We demonstrate that the proposed approach outperforms state-of-the-art methods on two common synthetic-to-real semantic segmentation benchmarks.
- Score: 3.946367634483361
- License: http://creativecommons.org/licenses/by/4.0/
- Abstract: Deep learning approaches for semantic segmentation rely primarily on
supervised learning approaches and require substantial efforts in producing
pixel-level annotations. Further, such approaches may perform poorly when
applied to unseen image domains. To cope with these limitations, both
unsupervised domain adaptation (UDA) with full source supervision but without
target supervision and semi-supervised learning (SSL) with partial supervision
have been proposed. While such methods are effective at aligning different
feature distributions, there is still a need to efficiently exploit unlabeled
data to address the performance gap with respect to fully-supervised methods.

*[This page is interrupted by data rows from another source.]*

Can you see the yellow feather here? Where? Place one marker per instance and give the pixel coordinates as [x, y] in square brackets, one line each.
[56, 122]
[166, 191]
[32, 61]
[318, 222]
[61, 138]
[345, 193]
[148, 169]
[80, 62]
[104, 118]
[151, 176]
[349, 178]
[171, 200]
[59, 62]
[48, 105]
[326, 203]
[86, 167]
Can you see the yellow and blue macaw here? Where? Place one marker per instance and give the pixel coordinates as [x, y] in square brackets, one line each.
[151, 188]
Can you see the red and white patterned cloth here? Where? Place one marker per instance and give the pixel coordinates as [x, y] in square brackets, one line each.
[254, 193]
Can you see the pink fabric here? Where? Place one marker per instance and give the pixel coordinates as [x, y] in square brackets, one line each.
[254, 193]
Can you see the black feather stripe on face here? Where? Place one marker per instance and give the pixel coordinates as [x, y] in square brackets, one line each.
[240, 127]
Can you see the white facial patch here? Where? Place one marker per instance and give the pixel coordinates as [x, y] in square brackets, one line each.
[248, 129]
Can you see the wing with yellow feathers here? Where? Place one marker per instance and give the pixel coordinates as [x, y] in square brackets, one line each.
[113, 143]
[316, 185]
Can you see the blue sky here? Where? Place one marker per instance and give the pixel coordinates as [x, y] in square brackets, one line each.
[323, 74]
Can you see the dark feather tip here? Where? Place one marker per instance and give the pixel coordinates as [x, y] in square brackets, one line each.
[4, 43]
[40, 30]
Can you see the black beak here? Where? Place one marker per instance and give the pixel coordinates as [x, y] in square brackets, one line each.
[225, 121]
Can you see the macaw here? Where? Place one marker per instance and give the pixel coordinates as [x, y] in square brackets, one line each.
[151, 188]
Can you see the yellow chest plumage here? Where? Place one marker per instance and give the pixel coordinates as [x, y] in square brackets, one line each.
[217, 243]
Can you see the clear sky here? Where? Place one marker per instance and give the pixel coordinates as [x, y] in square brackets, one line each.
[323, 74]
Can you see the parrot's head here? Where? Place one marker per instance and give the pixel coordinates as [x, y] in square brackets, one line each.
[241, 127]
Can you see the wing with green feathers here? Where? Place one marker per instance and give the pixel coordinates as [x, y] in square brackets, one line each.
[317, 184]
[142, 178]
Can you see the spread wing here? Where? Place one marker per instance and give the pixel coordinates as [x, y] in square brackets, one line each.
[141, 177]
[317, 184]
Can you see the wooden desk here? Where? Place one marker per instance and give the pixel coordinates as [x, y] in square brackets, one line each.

In this paper we address semi-supervised domain adaptation (SSDA) for semantic
segmentation, where a large amount of labeled source data as well as a small
amount of labeled target data are available. We propose a novel and effective
two-step semi-supervised dual-domain adaptation (SSDDA) approach to address
both cross- and intra-domain gaps in semantic segmentation. The proposed
framework is comprised of two mixing modules. First, we conduct a cross-domain
adaptation via an image-level mixing strategy, which learns to align the
distribution shift of features between the source data and target data. Second,
intra-domain adaptation is achieved using a separate student-teacher network
which is built to generate category-level data augmentation by mixing unlabeled
target data in a way that respects predicted object boundaries. We demonstrate
that the proposed approach outperforms state-of-the-art methods on two common
synthetic-to-real semantic segmentation benchmarks. An extensive ablation study
is provided to further validate the effectiveness of our approach.